恐らく転売目的でくじを引くために集められたメンバー。お互い名前も連絡先も知らない。
「それだけの理由で人を殺し、人生を棒に振るのかお前は」
彼が諭すように声を掛けた。
「一時間後に迎えに行く。菱沼金融に行けばいいんだろ?」
男性が気絶している間に佐治さんが男性の携帯を確認していた。SNSを利用して親族ではない赤の他人とのお金の貸し借りがあることをわずかの間に突き止めていた。
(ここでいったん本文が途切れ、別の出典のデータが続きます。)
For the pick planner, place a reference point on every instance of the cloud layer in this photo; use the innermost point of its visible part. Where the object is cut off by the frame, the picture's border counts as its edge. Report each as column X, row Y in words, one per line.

「森下に聞いたら椎根が関わっているのはほぼ間違いない」
しおさんも若い男性も気付いていなかった。
「闇金だよ、お前らの借金の相手。椎根は根っからの悪党で金の亡者だ。貸した金を回収するためなら手段を選ばない。たとえ子どもでも容赦なく売り飛ばす冷酷な男だ」
「しお、おめさん幾ら借りたんだ?」
「幾らって……五万。その男が言うには株で大儲けして金が捨てるほどある。だから返すのはいつでもいい。もっと貸せる。だからついつい借りてしまって。気付いたらいつのまにか百万を超えていて……」
「俺も、お前と同じだ」
「そだうまい話しがある訳ねえべした。おかしいと思わなかったのか?椎根金融をネットで調べてみろ」
過足さんに言われてようやく事態の深刻さに気付く二人。若い男性が携帯を操作し椎根金融を検索し、マジか。何人も死んでる。愕然としていた。